Un type totalement aviné se risque à monter sur le statuaire de la place, il se retrouve bloqué à mi-chemin, les pompiers arrivent et l'aident à redescendre. Pendant toute l'opération, nous restons plantés là, parmi les badauds, je commente l'action à mon fils, qui remarque : “C'est donc comme ça, un monsieur qui est saoul ?”. Nous en avions justement parlé la veille, des dangers de l'alcool à haute dose.
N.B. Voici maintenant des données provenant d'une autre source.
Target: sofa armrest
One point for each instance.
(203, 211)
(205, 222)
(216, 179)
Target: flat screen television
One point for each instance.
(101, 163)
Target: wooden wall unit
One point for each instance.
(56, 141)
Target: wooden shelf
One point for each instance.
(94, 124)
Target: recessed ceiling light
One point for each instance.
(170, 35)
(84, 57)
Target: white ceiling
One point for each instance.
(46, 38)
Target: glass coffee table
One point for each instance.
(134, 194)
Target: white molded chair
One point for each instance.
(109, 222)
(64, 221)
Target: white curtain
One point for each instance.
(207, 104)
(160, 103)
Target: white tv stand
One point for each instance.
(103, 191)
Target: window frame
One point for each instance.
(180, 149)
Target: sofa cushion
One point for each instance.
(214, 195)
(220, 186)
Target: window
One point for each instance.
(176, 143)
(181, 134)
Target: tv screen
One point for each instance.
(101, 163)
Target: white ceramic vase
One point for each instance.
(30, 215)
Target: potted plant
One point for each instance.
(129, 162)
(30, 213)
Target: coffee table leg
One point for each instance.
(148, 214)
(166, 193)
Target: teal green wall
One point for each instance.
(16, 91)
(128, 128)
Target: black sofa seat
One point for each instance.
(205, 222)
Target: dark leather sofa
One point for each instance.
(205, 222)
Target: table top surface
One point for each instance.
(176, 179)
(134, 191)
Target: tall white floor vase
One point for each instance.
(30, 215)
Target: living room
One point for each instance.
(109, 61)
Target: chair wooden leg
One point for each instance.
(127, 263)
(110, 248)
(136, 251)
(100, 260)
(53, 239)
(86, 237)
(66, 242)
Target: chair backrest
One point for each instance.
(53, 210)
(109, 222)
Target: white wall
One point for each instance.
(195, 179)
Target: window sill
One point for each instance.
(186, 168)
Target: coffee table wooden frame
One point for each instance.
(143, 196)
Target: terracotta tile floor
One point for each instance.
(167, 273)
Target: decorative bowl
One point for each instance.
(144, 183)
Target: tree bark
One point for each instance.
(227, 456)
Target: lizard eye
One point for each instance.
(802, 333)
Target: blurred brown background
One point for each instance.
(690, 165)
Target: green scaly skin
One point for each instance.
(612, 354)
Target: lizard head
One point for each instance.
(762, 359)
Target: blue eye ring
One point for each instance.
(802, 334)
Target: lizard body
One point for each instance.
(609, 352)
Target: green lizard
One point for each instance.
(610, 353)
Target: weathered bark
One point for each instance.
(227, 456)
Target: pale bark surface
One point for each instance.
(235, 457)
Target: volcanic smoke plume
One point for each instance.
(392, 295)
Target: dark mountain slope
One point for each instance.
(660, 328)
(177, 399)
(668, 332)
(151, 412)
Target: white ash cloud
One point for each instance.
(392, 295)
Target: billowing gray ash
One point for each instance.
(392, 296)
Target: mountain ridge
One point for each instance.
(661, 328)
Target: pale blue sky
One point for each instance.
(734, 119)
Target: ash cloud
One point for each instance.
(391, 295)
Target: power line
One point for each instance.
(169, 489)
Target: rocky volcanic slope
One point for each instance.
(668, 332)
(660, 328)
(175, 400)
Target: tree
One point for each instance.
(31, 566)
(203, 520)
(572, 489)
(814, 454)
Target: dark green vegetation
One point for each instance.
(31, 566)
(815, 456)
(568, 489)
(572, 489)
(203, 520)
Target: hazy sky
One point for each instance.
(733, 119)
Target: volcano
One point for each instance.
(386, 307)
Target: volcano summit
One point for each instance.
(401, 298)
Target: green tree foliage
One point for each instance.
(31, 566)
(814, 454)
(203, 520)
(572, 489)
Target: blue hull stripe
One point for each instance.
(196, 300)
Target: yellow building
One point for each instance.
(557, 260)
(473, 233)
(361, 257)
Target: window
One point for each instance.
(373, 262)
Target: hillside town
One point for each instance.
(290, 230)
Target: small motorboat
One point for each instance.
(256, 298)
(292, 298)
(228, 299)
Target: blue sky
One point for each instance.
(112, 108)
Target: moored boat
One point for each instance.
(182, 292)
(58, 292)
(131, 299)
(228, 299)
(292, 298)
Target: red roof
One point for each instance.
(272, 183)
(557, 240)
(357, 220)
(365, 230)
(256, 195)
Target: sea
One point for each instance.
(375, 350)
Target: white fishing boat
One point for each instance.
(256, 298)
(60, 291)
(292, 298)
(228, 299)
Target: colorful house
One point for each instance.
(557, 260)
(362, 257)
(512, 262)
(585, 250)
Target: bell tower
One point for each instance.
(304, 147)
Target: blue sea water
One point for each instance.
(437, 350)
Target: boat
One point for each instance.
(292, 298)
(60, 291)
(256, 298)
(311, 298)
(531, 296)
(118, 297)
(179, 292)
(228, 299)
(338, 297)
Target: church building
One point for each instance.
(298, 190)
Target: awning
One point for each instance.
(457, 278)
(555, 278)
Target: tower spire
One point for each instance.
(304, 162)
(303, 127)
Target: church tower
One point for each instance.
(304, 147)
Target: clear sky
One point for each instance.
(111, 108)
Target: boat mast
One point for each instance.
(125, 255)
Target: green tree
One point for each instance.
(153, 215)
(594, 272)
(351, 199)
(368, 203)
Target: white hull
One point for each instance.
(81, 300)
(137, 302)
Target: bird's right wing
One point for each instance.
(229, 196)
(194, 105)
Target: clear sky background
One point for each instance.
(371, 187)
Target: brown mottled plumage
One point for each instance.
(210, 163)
Enfin, il me demande pourquoi il y a toutes ces bougies autour du statuaire. Je lui explique, avec des mots simples, qu'il y a quelques mois plein de gens sont morts, tués à coups de mitraillette alors qu'ils prenaient des verres entre amis à la terrasse des cafés. je me prépare à lui expliquer des choses complexes, le terrorisme, l'intégrisme, la situation géopolitique au Moyen-Orient… Mais ouf, je n'ai pas à le faire, il s'intéresse plutôt aux victimes, demande si certaines ont survécu, si on peut survivre quand une vraie balle de fusil entre dans le corps. Je lui explique enfin que toutes ces petites bougies, ce sont des manières de se rappeler des gens qui sont morts lors de ces événements, on allume les petites flammes et c'est une manière de penser à eux, de leur rendre hommage. S'en suit une session d'une bonne heure à tenter de rallumer plein de bougies et de les protéger du vent. Nous sommes aidés par une dame, très digne et très silencieuse, qui aura passé la soirée à nettoyer et arranger les centaines de bougies et petits souvenirs posés sur le piédestal de la statue.

Dimanche, et donc en fin de troisième semaine d'occupation, les activités étaient toujours aussi nombreuses sur la place de la République. Dans un coin, une foule nombreuse est restée toute l'après-midi pour parler de la Kabylie libre, avec plusieurs intervenants dont au moins un chanteur, visiblement célèbre chez les Kabyles, qui reprenaient en chœur ses morceaux.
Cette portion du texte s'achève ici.